(New York, NY) Today, the New York City Council introduced three measures to increase diversity in City schools and programs, including a resolution asking the State to expand access to the City’s Specialized High Schools to all New Yorkers by replacing the law which now mandates a single-test admissions policy. The NAACP Legal Defense Fund, along with LatinoJustice and the Center for Law and Social Justice at Medgar Evers College, first called for a change in State law in our 2012 federal civil rights complaint challenging the current single-test admissions process. Since 1971, the Specialized High Schools Admissions Test (SHSAT) has been the sole criteria for admission to New York City’s specialized high schools at the exclusion of multiple measures of academic merit.
“The State should change the law to expand access to our city’s Specialized High Schools to all New Yorkers. Relying on a single test for admission while excluding other measures of student knowledge and potential is a distortion of the meaning of merit,” said Sherrilyn Ifill, President and Director-Counsel of the NAACP Legal Defense Fund, the nation’s leading civil rights legal organization and a separate entity from the NAACP. “New York City public schools are among the most racially isolated schools in this nation. That’s unacceptable.”

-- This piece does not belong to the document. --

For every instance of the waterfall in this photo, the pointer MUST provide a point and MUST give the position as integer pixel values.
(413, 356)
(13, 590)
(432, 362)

“The proposed resolution urges the State expand the measures of merit in the admissions process. For far too long, a student’s ability to get admitted was based on, at worst, access to test prep services, and at best, a student’s ability to excel on a single multiple choice exam,” said Rachel Kleinman, Assistant Counsel at the NAACP Legal Defense Fund.
The 2012 complaint was filed by LDF and others on behalf of a broad coalition of New York education, civil rights, and social justice organizations challenging the admissions process at New York City’s elite public Specialized High Schools, which is currently mandated for at least three of the schools by New York State Law. The complaint alleges that, in addition to being bad education policy, the single-test admissions policy has an unlawful racially disparate impact.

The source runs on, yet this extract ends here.